In tema di conto di pagamento e moneta elettronica, la Corte di Giustizia ha emesso una decisione importante per chi opera come istituto di pagamento, e per chi rischia di essere riqualificato come emittente di moneta elettronica.
di Giulia Arangüena · ADLP Studio Legale · 14 marzo 2024
Con la sentenza del 22 febbraio 2024 nella causa C-661/22, ABC Projektai, la Quinta Sezione della Corte di giustizia ha tracciato — per la prima volta in modo esplicito — la linea di confine fra l’attività degli istituti di pagamento e quella degli istituti di moneta elettronica. La detenzione prolungata dei fondi della clientela su un conto di pagamento, in attesa di un ordine di esecuzione, non trasforma di per sé quei fondi in moneta elettronica. È servizio di pagamento, non emissione di e-money. Una buona notizia per il settore fintech, con qualche caveat che vale la pena leggere fino in fondo.
1. Il caso del conto di pagamento e moneta elettronica
Bruc Bond UAB — poi ABC Projektai UAB — era un istituto di pagamento lituano, autorizzato dalla Lietuvos bankas (Banca di Lituania) nell’ottobre 2016 a prestare i tipici servizi di pagamento: bonifici, addebiti diretti, operazioni con carte. Nell’aprile 2020 l’autorità di vigilanza revoca l’autorizzazione articolando dieci motivi distinti. Uno solo, fra questi, è arrivato fino alla Corte di giustizia: la società avrebbe «emesso moneta elettronica» senza averne titolo.

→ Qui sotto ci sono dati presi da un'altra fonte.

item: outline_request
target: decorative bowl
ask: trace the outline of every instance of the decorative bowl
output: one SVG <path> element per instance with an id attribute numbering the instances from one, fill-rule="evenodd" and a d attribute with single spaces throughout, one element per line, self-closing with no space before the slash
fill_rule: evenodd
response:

La condotta contestata, in apparenza ordinaria, era questa: l’istituto accreditava sui conti dei clienti i fondi in entrata anche in assenza di un puntuale ordine di pagamento e li manteneva per giorni — talvolta mesi — in attesa che il cliente fornisse le istruzioni di esecuzione. Per la Banca di Lituania (sulla base di un proprio orientamento di vigilanza del 2016), la prolungata giacenza dei fondi oltre i termini di esecuzione previsti dalla legge sui pagamenti li trasformava, di fatto, in moneta elettronica.
La tesi era stata avallata dal Tribunale amministrativo regionale di Vilnius; in cassazione, la Corte amministrativa suprema di Lituania ha invece dubitato della soluzione e ha rinviato la questione alla Corte di giustizia.
2. La cornice normativa
La questione si gioca su tre direttive che si intersecano.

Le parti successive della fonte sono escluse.